What species of wood should I use?
The best wood for building a paddleboard kit depends on where you live. If you care about the environment, you should always try to choose lumber that is local to your area. There are many species of wood that are excellent choices but you are basically looking for something that is fairly light in weight and decently strong. Most softwoods will work and most hardwoods will be too heavy.
Living in the Pacific Northwest, the wood of choice is Western Red Cedar. Aesthetically, there really is no substitute for the natural beauty of Red Cedar. Imbued with decidedly crisp, yet superbly rich, tonal properties, Red Cedar creates amazing Paddle boards. As a craftsman I really like the fact that Red Cedar machines beautifully, bonds tenaciously with epoxy, and it smells great.
Known for its strength and straight grain, Yellow cedar is heavily used as a boat building lumber. Unlike most softwood, density across single growth rings is quite uniform accounting for the lack of visual grain. This wood is incredibly easy to work and, therefore, is prized for many joinery applications. Yellow Cedar is highly recommended for accents and pin stripes as the pale color contrasts nicely next to the darker Red Cedar. Yellow cedar weighs considerably more than Red Cedar so it might not be a wise choice for a complete paddleboard.
On the East coast White Cedar is the best local choice. It is lighter in color and has less color variation than Red Cedar but it still has amazing grain patterns. White Cedar has good overall working characteristics, and works easily with both hand and machine tools.

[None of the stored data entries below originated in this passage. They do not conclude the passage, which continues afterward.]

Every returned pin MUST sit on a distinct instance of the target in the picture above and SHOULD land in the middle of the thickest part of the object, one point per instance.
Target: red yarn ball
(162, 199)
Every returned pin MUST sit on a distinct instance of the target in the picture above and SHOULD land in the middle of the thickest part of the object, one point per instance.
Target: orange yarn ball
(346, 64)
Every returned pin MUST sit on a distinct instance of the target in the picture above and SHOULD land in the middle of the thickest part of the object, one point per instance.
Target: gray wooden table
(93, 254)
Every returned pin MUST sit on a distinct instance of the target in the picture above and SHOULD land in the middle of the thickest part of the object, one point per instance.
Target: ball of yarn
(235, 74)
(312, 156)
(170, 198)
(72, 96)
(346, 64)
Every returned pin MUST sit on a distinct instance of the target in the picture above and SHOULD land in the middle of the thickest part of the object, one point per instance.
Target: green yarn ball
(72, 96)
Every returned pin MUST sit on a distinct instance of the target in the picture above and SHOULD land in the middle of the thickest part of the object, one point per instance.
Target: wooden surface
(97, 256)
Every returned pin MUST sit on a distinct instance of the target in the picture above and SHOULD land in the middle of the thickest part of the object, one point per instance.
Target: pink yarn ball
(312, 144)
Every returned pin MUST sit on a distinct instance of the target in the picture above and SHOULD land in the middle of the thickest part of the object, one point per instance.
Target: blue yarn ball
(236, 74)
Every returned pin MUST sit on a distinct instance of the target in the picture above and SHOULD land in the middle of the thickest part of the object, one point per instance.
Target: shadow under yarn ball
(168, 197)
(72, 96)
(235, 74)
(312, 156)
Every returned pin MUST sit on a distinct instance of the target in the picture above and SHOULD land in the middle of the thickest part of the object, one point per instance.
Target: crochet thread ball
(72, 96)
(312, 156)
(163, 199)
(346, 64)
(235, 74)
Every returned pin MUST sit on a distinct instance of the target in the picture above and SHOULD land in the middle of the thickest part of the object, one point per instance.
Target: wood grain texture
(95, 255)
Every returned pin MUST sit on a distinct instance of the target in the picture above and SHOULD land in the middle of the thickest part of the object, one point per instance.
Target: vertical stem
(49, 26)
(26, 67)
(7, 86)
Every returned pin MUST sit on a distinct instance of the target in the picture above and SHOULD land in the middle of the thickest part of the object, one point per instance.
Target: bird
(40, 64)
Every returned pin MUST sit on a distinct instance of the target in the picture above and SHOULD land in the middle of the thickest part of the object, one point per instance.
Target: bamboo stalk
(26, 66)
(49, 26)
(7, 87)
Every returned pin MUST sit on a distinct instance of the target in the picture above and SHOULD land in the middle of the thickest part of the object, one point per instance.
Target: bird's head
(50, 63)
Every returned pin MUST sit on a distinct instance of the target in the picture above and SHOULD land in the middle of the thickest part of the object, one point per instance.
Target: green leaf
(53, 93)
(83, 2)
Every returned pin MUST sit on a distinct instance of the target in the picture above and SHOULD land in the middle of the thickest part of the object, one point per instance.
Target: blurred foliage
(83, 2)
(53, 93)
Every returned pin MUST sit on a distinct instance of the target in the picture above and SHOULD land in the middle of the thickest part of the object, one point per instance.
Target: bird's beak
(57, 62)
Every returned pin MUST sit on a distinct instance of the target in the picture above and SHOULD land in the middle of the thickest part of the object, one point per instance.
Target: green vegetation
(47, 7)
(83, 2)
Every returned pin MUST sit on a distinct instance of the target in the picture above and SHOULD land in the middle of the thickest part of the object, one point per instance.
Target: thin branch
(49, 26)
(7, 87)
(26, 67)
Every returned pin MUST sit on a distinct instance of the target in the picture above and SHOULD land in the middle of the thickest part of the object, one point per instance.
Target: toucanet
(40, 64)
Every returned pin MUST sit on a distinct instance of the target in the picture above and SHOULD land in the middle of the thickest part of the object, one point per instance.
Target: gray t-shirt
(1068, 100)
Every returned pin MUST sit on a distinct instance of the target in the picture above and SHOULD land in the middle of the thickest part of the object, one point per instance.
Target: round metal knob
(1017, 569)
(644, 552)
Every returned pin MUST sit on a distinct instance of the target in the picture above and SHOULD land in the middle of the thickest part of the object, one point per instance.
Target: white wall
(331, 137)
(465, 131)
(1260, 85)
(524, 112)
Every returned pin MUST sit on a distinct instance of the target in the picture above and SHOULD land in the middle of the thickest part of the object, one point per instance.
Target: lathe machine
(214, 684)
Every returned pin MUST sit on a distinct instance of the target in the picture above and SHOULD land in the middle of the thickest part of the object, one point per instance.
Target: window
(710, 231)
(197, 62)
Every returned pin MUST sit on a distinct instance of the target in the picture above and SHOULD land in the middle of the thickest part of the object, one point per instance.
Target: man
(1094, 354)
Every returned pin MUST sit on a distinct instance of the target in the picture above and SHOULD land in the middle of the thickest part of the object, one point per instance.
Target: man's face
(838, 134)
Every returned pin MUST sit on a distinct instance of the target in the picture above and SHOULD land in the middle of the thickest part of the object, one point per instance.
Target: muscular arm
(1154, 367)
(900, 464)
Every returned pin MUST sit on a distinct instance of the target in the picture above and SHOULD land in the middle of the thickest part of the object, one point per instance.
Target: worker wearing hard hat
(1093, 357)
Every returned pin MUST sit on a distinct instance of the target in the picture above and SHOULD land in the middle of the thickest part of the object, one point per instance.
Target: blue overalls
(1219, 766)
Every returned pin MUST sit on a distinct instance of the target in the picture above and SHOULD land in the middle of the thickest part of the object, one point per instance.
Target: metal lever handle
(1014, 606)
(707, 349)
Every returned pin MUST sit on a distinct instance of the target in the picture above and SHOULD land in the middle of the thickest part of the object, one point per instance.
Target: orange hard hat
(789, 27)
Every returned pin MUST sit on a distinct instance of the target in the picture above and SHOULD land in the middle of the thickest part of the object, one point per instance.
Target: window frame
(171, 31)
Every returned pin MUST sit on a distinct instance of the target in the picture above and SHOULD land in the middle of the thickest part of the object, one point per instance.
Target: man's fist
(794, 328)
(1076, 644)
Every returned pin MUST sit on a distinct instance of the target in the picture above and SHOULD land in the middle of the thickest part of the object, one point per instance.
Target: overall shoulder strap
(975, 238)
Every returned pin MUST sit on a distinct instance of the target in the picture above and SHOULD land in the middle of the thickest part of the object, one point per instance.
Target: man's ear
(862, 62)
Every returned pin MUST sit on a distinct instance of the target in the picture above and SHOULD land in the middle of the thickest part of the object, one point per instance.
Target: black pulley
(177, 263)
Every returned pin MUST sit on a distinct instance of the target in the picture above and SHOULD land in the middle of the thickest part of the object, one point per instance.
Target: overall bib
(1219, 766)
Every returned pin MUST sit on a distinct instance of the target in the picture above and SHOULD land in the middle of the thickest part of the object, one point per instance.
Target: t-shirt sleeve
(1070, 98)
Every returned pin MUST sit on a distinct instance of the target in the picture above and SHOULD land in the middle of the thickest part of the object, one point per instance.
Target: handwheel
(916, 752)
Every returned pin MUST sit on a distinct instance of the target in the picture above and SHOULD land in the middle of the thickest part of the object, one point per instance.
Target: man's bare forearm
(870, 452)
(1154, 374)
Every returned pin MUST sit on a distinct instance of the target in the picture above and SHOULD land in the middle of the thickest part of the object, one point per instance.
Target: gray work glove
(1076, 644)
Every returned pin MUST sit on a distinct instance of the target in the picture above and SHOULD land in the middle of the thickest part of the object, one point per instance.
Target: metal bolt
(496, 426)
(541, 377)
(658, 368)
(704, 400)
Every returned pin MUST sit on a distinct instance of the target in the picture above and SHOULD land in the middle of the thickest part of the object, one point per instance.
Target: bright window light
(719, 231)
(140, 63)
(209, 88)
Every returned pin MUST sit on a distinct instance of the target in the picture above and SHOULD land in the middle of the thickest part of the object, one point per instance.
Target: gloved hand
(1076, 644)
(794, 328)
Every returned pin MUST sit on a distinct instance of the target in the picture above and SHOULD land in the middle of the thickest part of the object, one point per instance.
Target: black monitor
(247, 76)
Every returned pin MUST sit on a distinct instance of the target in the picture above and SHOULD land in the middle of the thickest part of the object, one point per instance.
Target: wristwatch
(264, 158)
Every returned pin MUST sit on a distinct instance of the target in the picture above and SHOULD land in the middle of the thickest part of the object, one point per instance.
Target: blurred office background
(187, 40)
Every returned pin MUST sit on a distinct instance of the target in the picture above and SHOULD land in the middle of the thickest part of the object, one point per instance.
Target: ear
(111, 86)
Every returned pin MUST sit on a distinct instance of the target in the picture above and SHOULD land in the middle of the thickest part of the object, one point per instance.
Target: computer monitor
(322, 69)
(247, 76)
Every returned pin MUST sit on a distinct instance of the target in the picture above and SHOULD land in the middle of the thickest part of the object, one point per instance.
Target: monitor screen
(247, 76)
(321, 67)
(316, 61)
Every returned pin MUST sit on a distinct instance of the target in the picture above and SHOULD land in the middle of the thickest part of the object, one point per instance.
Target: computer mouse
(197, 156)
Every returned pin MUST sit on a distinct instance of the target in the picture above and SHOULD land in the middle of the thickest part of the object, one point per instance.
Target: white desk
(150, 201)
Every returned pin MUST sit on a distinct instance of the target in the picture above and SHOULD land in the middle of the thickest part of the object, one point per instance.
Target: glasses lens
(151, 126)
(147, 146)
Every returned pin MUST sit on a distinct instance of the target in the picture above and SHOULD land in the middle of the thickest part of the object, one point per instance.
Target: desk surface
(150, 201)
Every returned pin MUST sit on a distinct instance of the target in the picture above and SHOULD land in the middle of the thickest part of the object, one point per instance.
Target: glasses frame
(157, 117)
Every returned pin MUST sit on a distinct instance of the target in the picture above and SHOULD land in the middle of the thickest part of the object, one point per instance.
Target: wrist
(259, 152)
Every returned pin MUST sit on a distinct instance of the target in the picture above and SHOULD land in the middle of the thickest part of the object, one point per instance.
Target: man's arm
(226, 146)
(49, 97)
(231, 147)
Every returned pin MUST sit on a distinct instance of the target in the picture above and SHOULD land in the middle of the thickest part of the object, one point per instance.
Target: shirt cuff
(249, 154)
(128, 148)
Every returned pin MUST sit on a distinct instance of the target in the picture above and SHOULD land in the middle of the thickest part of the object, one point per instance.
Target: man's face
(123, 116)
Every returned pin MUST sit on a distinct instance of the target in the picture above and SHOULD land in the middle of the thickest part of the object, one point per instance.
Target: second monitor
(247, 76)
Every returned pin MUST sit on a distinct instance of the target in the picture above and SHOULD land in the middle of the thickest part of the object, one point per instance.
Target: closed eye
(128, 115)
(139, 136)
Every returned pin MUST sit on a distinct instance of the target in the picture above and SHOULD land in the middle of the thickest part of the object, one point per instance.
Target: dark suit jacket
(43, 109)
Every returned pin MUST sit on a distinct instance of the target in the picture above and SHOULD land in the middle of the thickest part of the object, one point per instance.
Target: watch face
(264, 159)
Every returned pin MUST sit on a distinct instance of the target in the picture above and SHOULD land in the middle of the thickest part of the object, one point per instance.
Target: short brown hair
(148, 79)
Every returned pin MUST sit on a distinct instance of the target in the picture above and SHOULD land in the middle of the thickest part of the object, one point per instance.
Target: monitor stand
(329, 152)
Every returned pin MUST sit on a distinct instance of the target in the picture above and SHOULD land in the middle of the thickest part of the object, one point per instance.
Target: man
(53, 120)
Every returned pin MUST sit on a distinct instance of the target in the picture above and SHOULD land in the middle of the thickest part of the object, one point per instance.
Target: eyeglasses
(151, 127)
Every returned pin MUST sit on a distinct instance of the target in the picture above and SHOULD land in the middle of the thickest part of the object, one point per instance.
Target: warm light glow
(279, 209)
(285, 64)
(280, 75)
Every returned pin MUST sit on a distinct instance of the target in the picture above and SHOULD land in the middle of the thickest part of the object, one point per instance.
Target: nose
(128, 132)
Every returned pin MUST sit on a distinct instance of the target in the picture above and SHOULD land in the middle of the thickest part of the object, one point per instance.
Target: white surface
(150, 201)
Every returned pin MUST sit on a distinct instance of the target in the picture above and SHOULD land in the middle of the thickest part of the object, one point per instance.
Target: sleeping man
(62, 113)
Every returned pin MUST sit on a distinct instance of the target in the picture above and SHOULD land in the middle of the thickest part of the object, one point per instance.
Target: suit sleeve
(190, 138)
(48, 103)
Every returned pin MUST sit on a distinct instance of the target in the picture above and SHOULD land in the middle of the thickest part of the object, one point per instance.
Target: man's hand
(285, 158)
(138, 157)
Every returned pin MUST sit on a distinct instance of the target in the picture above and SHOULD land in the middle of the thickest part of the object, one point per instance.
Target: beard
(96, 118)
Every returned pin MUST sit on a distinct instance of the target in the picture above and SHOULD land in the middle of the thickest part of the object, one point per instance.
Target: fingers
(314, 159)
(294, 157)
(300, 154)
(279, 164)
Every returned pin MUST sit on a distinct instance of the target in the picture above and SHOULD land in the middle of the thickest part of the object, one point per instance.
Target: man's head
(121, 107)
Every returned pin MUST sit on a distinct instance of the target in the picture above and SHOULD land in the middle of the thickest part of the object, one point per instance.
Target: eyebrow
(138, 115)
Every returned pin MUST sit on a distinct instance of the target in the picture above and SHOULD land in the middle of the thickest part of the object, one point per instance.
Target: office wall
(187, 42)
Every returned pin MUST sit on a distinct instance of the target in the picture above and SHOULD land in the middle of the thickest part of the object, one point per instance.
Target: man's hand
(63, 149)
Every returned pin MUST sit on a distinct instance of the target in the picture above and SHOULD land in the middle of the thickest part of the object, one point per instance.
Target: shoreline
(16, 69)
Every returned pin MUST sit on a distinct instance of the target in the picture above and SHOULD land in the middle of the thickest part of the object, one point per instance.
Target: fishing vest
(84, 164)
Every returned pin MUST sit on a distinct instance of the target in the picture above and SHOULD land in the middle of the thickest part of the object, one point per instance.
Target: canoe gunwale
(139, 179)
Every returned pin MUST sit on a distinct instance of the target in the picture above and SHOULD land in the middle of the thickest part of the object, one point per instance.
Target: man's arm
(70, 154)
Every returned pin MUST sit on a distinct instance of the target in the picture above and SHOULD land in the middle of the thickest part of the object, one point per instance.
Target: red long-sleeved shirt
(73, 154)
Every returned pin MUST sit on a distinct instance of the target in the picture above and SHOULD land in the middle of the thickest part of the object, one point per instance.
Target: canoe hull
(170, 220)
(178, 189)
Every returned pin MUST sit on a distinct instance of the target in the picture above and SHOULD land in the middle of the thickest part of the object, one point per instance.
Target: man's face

Paulownia has the highest strength to weight ratio of any timber, making it a natural choice for building paddleboards. Paulownia is considered an invasive species in North American so it is difficult to obtain locally grown wood. If you live in Spain, New Zealand, Australia, China or any other country that Paulownia natively grows, this is a solid choice for your board.
Beatle Kill Pine
The most environmentally friendly option today is arguably Beatle Kill Pine. The trees are already dead, as the Mountain Pine Beatle has killed whole forests, possibly due to climate change. Beatle Kill Pine is not the easiest material to work with since the trees dried standing and there is a much higher chance of cracks and checking. It will also take some creative skills to have the inconsistent blue staining look aesthetically pleasing on something as large as a paddleboard. Natural blue pin stripes might look cool!